Её учили любить по команде, — заглядывать в лицо с мягкой кроткостью, цепляться пальцами за плечи и просить не уходить; желать её учили тоже, — дышать часто и жарко, облизывать пересохшие губы и умолять о ласке правдоподобно.
Её учили играть уныние, скуку, уверенность, уязвимость, скорбь, привязанность, сострадание и радость.
Но ненависть — единственное чувство, предоставленной ей в распоряжение, — самое сильное из всех, самое таинственное, равноценное только любви, но всегда скрытое достаточно, чтобы можно было притворяться, глядя прямо в глаза, ведь как известно, — Amor et tussis non celatur, sed odium — est omnino diversum, — над ней невозможно властвовать, даже если дело касается агентов внутренней разведки, — иначе не было бы предательств и перебежчиков, исчезли бы все рычаги, стёрлись в пыль нити, за которые можно тянуть-направлять, — и необходимость в них исчезла бы тоже.

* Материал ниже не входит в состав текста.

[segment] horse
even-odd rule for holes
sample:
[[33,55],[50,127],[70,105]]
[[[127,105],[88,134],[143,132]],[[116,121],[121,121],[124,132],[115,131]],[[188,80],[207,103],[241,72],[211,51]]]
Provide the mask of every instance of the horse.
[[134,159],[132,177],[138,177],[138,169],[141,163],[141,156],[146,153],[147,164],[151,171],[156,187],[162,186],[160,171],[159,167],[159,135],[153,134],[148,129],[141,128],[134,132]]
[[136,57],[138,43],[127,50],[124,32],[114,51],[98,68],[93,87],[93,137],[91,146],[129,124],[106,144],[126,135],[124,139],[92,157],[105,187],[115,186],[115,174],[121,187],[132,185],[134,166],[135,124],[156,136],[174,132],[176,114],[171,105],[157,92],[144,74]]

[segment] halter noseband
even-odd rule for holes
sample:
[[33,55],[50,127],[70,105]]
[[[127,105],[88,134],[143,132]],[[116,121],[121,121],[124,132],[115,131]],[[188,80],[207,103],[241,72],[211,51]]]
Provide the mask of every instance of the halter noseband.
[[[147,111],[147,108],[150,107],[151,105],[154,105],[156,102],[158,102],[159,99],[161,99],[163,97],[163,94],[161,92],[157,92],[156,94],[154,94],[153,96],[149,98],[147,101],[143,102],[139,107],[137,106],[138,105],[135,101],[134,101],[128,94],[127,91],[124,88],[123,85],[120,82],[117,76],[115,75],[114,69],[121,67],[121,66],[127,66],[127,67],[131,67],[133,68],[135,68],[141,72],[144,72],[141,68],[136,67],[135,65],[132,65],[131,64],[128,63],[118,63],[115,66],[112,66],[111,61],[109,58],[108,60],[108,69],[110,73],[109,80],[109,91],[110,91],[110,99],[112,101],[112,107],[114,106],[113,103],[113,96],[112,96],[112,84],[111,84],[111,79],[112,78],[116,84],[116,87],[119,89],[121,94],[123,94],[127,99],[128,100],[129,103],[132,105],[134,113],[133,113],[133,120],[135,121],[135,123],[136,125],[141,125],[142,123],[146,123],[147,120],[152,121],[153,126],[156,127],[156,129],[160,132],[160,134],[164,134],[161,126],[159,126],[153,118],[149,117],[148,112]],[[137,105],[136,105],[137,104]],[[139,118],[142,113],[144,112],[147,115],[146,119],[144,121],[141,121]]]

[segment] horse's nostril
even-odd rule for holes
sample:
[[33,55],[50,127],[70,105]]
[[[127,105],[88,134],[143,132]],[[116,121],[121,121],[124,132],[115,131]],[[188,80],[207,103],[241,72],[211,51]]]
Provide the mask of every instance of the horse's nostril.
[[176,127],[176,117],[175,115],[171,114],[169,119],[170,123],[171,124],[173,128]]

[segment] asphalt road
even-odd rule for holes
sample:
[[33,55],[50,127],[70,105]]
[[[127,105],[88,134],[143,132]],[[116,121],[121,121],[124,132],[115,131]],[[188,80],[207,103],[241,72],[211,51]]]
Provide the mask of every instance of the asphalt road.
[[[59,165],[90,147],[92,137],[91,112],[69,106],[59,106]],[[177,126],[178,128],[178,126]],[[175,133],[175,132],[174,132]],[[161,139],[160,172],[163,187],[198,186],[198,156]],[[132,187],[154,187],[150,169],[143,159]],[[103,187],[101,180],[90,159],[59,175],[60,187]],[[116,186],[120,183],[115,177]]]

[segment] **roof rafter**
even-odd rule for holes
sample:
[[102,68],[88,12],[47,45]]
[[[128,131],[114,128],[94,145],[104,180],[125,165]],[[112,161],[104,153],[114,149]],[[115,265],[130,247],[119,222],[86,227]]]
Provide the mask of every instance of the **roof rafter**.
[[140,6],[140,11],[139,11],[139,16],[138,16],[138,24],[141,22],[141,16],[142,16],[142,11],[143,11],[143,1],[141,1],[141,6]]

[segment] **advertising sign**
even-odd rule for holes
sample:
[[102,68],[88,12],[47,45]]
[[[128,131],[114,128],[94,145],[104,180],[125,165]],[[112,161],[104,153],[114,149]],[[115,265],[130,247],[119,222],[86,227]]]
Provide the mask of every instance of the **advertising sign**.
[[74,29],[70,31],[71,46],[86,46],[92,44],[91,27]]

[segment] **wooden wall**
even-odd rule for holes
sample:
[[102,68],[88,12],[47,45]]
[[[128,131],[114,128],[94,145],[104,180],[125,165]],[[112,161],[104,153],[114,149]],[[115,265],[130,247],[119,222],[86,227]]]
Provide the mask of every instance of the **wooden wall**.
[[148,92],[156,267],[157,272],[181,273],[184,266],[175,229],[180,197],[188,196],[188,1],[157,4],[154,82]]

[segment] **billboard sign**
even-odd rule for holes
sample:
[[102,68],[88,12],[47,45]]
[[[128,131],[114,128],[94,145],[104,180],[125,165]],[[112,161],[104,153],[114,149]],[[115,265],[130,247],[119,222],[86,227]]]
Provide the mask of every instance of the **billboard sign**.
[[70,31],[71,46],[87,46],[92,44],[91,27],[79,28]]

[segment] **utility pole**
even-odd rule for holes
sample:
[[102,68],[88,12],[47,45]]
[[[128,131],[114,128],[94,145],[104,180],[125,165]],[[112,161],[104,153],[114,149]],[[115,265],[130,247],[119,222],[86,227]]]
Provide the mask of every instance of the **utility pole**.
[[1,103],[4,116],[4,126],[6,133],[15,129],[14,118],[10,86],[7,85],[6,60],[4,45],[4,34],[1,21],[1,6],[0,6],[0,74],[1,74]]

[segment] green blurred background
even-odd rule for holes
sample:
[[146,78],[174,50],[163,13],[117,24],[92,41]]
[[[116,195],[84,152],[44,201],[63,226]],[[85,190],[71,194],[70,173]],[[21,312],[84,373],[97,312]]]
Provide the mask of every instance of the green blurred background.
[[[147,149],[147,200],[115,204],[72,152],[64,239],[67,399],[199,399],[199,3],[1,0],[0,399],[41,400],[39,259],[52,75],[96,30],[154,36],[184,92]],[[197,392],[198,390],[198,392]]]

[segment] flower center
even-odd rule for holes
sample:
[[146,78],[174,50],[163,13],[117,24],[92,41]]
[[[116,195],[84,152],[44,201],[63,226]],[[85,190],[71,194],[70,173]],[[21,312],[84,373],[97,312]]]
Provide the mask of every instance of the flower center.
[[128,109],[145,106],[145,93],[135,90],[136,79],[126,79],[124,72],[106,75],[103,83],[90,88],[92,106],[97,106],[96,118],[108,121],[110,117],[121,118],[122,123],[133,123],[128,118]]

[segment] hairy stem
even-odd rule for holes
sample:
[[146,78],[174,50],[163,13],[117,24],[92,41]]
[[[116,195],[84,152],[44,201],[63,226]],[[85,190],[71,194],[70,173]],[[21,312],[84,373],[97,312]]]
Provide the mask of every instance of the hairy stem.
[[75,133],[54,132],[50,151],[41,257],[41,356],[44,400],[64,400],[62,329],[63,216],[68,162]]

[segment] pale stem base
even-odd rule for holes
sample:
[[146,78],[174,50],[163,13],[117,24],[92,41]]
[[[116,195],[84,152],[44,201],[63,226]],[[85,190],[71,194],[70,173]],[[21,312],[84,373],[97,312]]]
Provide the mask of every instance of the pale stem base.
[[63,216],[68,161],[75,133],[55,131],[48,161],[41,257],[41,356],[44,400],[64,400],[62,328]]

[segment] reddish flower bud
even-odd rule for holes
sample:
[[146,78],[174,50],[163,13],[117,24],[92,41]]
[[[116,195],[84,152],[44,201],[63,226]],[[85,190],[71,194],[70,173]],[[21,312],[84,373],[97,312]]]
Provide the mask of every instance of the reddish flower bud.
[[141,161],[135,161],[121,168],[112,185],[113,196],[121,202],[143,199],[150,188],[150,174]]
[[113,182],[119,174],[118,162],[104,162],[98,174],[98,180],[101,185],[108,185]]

В какой-то момент у Доминики не остаётся ничего иного, она путается в том, где правда, а где только лишь маскарад теней, какая часть неё настоящая, а какая отравлена этой длинной шахматной партией, в которой нет победителей и проигравших, только бесконечное количество пешек, — и тогда ненависть восстаёт в ней, разрастается снежным комом, соскребает остатки её искренности по стенкам естества — и ударяет со всей силы в центр скопления её боли, страха, и любопытства, погубившего столько кошек.
На каждого воробья находится ястреб, — это правило Доминика ещё не успела выучить.
У всех есть слабые места.
Поэтому она всегда первой тянется к его мимолётному поцелую в щёку, привычному, как дыхание, хотя давно могла бы отвернуться, непокорно тряхнуть головой — и он бы не стал настаивать.
Поэтому она клюёт на его наживку с диктофоном и фотографиями, и соглашается на равноценный обмен, хотя могла бы отпустить всё это и жить дальше — но он её знает слишком хорошо.
Егоров спасает её снова и снова — по-своему, по-звериному жестоко даёт ей шанс — чтобы воспользоваться им же,
воспользоваться ей же.
он всегда так на тебя смотрел
я пыталась не подпускать его
не отдавай ему себя
я чувствую, ты не уйдёшь
я такая же, как ты
Никакой лжи, прекрасно, маски сняты и лежат на каждой горизонтальной поверхности в этой комнате, потому что их много, так много, и неокрепшее защитное оперение сбрасывается с неё рывком, обнажая ту самую Доминику, испуганную статуэтку со сломанной завистниками ногой, которая корчилась на полу и просила о помощи.
И он дал ей её — в привычном для себя смысле.
А школа научила не только быть игрушкой, но и распознавать желания — чужие, свои, одно дело.
И всегда быть честным с собой — это коварная и зыбкая трясина долга, покорности и неправильности, привлекательной настолько, настолько это возможно.
Доминика никогда не смогла бы приблизиться к дяде, если бы не эта его безграничная привязанность, гадкая и испорченная, но уж какая есть.
На этом поле она не победила бы иначе, — слишком мало опыта, слишком много собственного желания, которое она сцарапала с края своей души, сняла с самой верхушки этот минутный порыв и он должен был отвлечь только одного игрока на этой доске, — и сама ужаснулась тому, какая бездна скрывалась у неё под ногами: любовь, граничащая с ненавистью и ненависть, граничащая с любовью — всего лишь две стороны одной пуговицы, вшитой ей под кукольную кожу.
Егоров оброс жёстким птичьим покровом куда сильнее, но и он сдаётся в какой-то момент, обнажает беззащитную мягкую шкурку, подставляет ей себя всего на один короткий миг — но и его достаточно.
Она погубит его — это решено, он уже в капкане, больше не нужно никаких шагов, только одна наводка, одно её слово — и падение карточного домика неизбежно, Доминика знает об этом.
Но целуя его — она делает это впервые для себя.